38. The example of co-production of public services could also provide further guidance. In such arrangements service users are active asset-holders of resources and experiential knowledge rather than passive consumers; collaborative rather than paternalistic relationships between staff and service users is promoted and the focus is on the delivery of outcomes rather than the services. In the UK’s health and social care services co-production has gone beyond user consultation towards developing ways of service delivery intended to impact on service users and on wider social systems.

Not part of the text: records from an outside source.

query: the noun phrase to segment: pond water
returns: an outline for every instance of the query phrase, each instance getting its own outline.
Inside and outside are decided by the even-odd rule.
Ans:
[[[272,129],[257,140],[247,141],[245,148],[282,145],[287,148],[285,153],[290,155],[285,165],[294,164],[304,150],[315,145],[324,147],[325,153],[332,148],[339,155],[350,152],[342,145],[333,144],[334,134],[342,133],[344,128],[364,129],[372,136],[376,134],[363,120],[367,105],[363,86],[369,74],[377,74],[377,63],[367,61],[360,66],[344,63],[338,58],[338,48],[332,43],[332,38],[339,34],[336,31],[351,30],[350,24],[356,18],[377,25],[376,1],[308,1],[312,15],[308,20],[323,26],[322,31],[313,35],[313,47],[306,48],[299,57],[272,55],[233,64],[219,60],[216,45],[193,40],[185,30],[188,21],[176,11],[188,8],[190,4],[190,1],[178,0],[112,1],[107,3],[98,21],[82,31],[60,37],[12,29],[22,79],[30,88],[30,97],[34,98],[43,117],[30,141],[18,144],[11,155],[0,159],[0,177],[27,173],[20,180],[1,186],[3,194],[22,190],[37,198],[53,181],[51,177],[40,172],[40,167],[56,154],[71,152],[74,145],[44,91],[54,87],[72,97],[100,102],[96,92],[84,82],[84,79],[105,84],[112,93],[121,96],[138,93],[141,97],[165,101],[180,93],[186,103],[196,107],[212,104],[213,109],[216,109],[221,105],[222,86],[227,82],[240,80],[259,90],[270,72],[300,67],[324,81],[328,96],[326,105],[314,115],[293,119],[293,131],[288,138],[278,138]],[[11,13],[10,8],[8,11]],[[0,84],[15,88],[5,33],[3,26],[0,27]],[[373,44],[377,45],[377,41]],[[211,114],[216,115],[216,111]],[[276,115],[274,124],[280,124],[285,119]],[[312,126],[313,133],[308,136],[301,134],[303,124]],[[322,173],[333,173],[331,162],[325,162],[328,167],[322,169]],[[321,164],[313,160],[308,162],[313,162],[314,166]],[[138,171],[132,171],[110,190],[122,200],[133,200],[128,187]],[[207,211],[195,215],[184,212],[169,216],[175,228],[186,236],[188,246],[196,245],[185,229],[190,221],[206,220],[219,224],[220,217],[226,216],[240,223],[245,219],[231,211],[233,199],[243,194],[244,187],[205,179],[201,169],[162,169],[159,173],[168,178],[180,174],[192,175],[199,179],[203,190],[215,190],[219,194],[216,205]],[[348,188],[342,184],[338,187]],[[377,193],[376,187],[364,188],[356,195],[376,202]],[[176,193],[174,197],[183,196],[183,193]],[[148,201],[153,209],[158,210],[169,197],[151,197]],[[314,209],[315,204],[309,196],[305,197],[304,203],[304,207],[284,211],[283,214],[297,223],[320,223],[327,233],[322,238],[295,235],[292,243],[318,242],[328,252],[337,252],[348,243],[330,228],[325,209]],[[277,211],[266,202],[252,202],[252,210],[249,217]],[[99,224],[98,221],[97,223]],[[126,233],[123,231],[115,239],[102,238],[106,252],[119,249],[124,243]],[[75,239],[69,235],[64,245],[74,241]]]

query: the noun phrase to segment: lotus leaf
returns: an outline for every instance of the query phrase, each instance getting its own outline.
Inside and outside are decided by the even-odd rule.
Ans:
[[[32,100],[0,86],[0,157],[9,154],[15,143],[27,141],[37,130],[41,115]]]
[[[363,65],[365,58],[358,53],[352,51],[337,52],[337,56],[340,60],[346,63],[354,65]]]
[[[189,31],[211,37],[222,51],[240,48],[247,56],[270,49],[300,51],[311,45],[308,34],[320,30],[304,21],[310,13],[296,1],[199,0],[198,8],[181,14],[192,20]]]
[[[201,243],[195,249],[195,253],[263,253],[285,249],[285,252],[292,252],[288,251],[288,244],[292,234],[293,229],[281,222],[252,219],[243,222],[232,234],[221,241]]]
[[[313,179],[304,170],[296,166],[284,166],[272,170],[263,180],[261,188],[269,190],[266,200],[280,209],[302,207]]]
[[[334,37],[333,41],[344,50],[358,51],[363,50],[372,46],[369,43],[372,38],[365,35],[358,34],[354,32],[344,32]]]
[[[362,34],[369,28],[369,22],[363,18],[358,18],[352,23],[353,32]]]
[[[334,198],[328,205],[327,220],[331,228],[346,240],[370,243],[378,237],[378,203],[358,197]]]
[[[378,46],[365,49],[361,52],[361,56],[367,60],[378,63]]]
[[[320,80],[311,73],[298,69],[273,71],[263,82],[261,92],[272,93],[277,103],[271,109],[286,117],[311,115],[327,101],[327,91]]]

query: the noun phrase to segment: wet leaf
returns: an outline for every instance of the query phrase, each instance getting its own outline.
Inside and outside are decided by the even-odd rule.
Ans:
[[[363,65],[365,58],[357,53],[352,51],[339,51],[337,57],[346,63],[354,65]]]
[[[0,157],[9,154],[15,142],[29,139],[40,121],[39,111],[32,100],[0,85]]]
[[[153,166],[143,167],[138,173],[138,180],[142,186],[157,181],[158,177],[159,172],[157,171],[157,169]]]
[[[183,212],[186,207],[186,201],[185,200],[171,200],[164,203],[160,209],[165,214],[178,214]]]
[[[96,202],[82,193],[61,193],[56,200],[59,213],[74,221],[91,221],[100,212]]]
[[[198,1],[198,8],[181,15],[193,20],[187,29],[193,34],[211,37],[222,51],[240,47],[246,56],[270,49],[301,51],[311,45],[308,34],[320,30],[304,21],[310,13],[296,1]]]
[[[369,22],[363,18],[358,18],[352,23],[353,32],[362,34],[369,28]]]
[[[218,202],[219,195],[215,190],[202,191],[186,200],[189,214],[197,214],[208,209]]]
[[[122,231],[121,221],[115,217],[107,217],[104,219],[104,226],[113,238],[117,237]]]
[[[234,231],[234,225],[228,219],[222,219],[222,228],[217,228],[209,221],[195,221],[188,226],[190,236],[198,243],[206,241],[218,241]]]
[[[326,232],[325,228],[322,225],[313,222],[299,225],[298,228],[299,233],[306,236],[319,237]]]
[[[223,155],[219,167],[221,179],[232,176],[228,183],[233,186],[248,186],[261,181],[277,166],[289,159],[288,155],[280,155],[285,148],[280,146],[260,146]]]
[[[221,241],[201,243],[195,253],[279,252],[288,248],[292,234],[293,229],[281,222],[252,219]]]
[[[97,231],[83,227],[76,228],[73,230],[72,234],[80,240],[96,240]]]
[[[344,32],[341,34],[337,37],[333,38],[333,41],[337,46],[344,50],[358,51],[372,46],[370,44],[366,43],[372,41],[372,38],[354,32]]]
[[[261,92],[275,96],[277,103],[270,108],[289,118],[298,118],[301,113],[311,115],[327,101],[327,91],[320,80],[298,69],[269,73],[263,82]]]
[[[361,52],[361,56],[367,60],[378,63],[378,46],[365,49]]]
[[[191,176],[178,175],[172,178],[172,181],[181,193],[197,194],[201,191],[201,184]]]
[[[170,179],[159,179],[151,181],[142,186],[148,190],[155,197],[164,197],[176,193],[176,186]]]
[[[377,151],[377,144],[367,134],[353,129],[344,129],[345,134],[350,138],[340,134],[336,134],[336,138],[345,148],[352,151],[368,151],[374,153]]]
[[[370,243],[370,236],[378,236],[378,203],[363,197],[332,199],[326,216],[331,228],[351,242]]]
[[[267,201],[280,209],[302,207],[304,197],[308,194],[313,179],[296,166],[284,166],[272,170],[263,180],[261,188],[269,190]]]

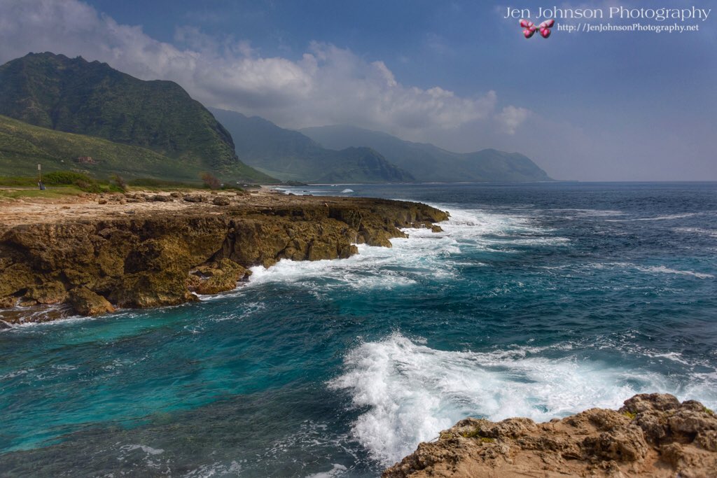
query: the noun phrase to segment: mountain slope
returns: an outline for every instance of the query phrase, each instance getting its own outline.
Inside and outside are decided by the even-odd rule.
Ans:
[[[301,132],[326,148],[372,148],[422,181],[551,181],[535,163],[518,153],[495,149],[452,153],[432,144],[405,141],[353,126],[308,128]]]
[[[212,109],[234,138],[237,154],[260,171],[284,180],[318,183],[385,183],[413,181],[369,148],[326,149],[298,131],[270,121]]]
[[[79,161],[78,161],[79,160]],[[0,176],[72,170],[98,178],[156,178],[196,182],[205,168],[191,161],[101,138],[62,133],[0,115]]]
[[[0,66],[0,115],[151,149],[227,178],[271,180],[237,159],[229,133],[176,83],[82,57],[31,53]]]

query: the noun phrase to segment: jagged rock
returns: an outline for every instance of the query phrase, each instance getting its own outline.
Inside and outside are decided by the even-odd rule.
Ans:
[[[77,287],[70,291],[70,303],[80,315],[99,315],[115,311],[107,299],[87,287]]]
[[[39,304],[61,304],[67,300],[65,285],[54,280],[28,289],[24,299],[30,299]]]
[[[27,303],[64,297],[67,303],[77,303],[80,313],[93,312],[78,302],[82,294],[87,295],[85,290],[120,307],[179,304],[196,299],[191,290],[214,293],[233,288],[252,266],[269,267],[282,259],[348,257],[358,252],[357,242],[390,246],[390,239],[405,236],[399,227],[446,219],[427,206],[382,199],[300,197],[289,202],[281,196],[271,201],[271,206],[222,209],[202,204],[125,211],[131,215],[0,229],[0,297],[13,300],[4,299],[0,307],[11,307],[14,297]],[[331,208],[323,204],[327,201]],[[217,272],[204,274],[208,269],[199,268],[205,266]],[[195,276],[199,282],[190,271],[199,273],[201,277]],[[100,310],[106,305],[100,301]]]
[[[549,423],[467,419],[422,443],[384,478],[717,476],[717,418],[699,402],[636,395]]]
[[[17,297],[14,297],[11,295],[0,297],[0,309],[9,309],[11,307],[14,307],[16,302]]]
[[[232,290],[237,282],[250,275],[252,272],[229,259],[219,263],[200,266],[190,273],[196,279],[190,279],[189,290],[197,294],[218,294]]]
[[[223,196],[217,196],[212,200],[212,204],[214,206],[229,206],[232,204],[232,201],[229,200],[229,198]]]

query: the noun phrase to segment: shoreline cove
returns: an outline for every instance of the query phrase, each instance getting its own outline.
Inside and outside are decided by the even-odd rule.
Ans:
[[[0,231],[4,327],[62,318],[68,310],[98,315],[196,301],[234,289],[255,266],[345,259],[358,253],[357,244],[391,247],[389,239],[407,237],[401,228],[440,231],[434,223],[448,218],[407,201],[278,193],[262,199],[11,225]]]

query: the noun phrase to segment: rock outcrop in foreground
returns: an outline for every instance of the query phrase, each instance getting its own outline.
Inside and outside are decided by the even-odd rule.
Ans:
[[[389,468],[404,477],[717,477],[717,417],[701,403],[636,395],[548,423],[466,419]]]
[[[406,236],[399,228],[435,227],[447,218],[424,204],[383,199],[224,195],[194,201],[174,194],[142,204],[100,199],[102,206],[62,220],[48,214],[42,221],[0,224],[0,309],[66,304],[96,315],[180,304],[196,300],[193,292],[234,289],[252,266],[348,257],[356,244],[390,247],[389,239]],[[10,322],[28,317],[0,315]]]

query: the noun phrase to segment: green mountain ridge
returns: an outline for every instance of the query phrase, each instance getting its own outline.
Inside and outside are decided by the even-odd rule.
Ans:
[[[327,149],[305,135],[258,116],[210,108],[234,138],[237,153],[251,166],[285,181],[391,183],[412,175],[366,147]]]
[[[239,161],[231,135],[176,83],[143,81],[106,63],[90,62],[80,57],[30,53],[0,66],[0,115],[57,132],[141,148],[146,150],[132,150],[134,154],[130,154],[130,150],[110,148],[113,153],[110,156],[128,162],[123,169],[133,171],[133,176],[153,176],[161,172],[161,178],[186,179],[206,171],[225,180],[274,181]],[[37,139],[42,135],[25,138],[29,142],[25,153],[32,150],[30,145],[40,149],[47,145],[32,143],[30,136]],[[51,138],[65,145],[82,142]],[[16,142],[13,148],[16,149],[20,143]],[[9,140],[3,144],[7,147]],[[103,147],[110,148],[105,144]],[[62,153],[70,150],[63,149]],[[32,159],[31,154],[19,153],[14,153],[17,161]],[[162,167],[158,166],[158,156],[166,163]],[[142,163],[146,160],[149,161],[145,168],[147,173]],[[113,161],[99,163],[98,172],[115,172],[108,169]],[[196,176],[193,179],[196,180]]]
[[[28,176],[71,170],[96,178],[155,178],[197,182],[206,168],[152,150],[62,133],[0,115],[0,176]]]
[[[348,125],[308,128],[300,132],[326,148],[368,146],[389,161],[426,182],[552,181],[519,153],[484,149],[453,153],[426,143],[413,143],[379,131]]]

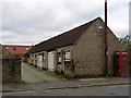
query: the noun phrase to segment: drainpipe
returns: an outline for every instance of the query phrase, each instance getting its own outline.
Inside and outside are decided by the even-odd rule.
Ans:
[[[108,76],[108,41],[107,41],[107,0],[105,0],[105,65],[106,76]]]

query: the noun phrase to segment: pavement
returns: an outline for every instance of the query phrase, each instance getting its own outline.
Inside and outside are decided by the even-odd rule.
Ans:
[[[130,85],[128,77],[98,77],[83,79],[68,79],[49,83],[32,84],[3,84],[2,93],[23,91],[23,90],[49,90],[49,89],[70,89],[96,86]]]
[[[27,64],[26,64],[27,65]],[[35,72],[34,75],[31,70]],[[3,84],[0,93],[11,91],[29,91],[29,90],[51,90],[51,89],[70,89],[70,88],[83,88],[83,87],[100,87],[112,85],[130,85],[131,77],[95,77],[95,78],[74,78],[74,79],[60,79],[48,74],[44,74],[43,71],[32,65],[23,68],[23,78],[26,84]],[[27,73],[28,72],[28,73]],[[25,75],[26,74],[26,75]],[[32,78],[29,76],[32,75]],[[33,78],[34,76],[34,78]],[[41,79],[43,77],[43,79]],[[39,79],[39,81],[38,81]]]

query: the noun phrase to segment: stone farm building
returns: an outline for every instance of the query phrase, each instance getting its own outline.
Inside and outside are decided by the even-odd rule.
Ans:
[[[33,46],[17,46],[17,45],[2,45],[2,48],[11,54],[20,54],[21,60],[24,61],[23,56],[32,48]]]
[[[108,74],[115,74],[114,53],[122,45],[108,28]],[[66,76],[103,76],[105,65],[105,23],[97,17],[34,46],[27,62]]]

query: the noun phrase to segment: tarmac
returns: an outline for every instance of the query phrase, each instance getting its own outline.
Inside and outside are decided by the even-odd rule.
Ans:
[[[95,86],[111,86],[111,85],[131,85],[131,77],[96,77],[96,78],[75,78],[52,81],[45,83],[32,83],[32,84],[3,84],[0,93],[11,91],[27,91],[27,90],[51,90],[51,89],[69,89],[69,88],[82,88],[82,87],[95,87]]]

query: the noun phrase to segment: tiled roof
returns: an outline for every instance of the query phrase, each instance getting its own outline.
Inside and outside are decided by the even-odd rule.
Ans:
[[[98,20],[100,17],[97,17],[86,24],[83,24],[79,27],[75,27],[69,32],[66,32],[61,35],[58,35],[56,37],[52,37],[48,40],[45,40],[36,46],[34,46],[26,54],[29,53],[35,53],[35,52],[39,52],[39,51],[49,51],[52,50],[55,48],[59,48],[59,47],[64,47],[64,46],[70,46],[73,45],[76,39],[87,29],[90,28],[90,26],[92,25],[92,23],[94,23],[96,20]]]
[[[28,50],[33,47],[33,46],[15,46],[15,45],[2,45],[2,47],[10,53],[26,53],[27,50],[26,48],[28,48]],[[7,47],[9,49],[7,49]],[[14,50],[15,47],[15,50]]]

39. The expansion of choice can empower patients, if it is properly linked to their direct participation in the decision-making processes, for instance by involving them (individually or collectively) in deciding about the allocation of available health care resources within a community. This would also apply in the case of patients with long term conditions for which co-management by patients and professionals works best. In all cases patients and users of services should be clear what is involved in their choices, and what the potential consequences are – not just for their immediate care, but for
the future provision of care for them and their families and community. This is a different way of appealing to users’ ‘rationality’ – as co-producers of their health, citizens-taxpayers and community members.


40. Promoting market-based individual patient choice, first introduced in the 1990s, has now become a standard health policy objective in the NHS in England. The passing of the Health and Social Care Act 2012 means that this trend is set to continue. The idea of patient choice in health services is founded on two general assumptions: one is that it will aid competitive markets in their tasks to improve the efficiency of providers as well as improve quality; the other is that the exercise of choice is an important good in itself for patients. But the assumptions on which the policy rests have been found
wanting. Their applicability is either severely limited or invalid when applied to health care, for both theoretical and empirical reasons.

41. Market choice is therefore not likely to provide more efficient services and any improvements in quality will come at a cost and will depend on the precise institutional setting where it is implemented. It also carries a risk of reproducing old inequalities while introducing new ones having to do with health literacy and access to information. However, financial constraints make it unlikely that the support mechanisms needed for choice to be exercised equitably will be funded. Overall, and with the exception of those whose access to services is not constrained by their educational status and ability to pay, choice is unlikely to benefit patients with low health literacy in the absence of appropriate institutional arrangements.

42. The type of patient choice that contemporary health policy draws on almost exclusively is based on a flawed account of what choices actually mean for patients. Such conception of choice rests on the simplistic and erroneous assumption that appealing to patients’ self-interest will make them behave as consumers in a market place. This model has now been widely discredited, even among economists. Policies based on this assumption ignore the reality of patients having various needs, more so in times of dislocation, vulnerability and stress. Lastly, instrumental approaches to choice tend to neglect the intrinsic value trust has for care relations and its fragility that is easily undermined by egoistic action.

43. For choice to work, policy design needs to consider users’ prior experiences, including their experience of health services, and other social and psychological factors affecting their health-related decisions, in addition to their relational and social bonds as family and community members. Policies must also foster public trust in the health system and health organisations, and also protect trust between patient and doctor or nurse, without which care is impossible. In order to achieve this, policy makers should draw on interdisciplinary frameworks and alternatives to market mechanisms in health
care offering a more balanced view of how choice works in reality, and what choices matter to patients. Only then can choice be employed in the provision of responsive and effective health care.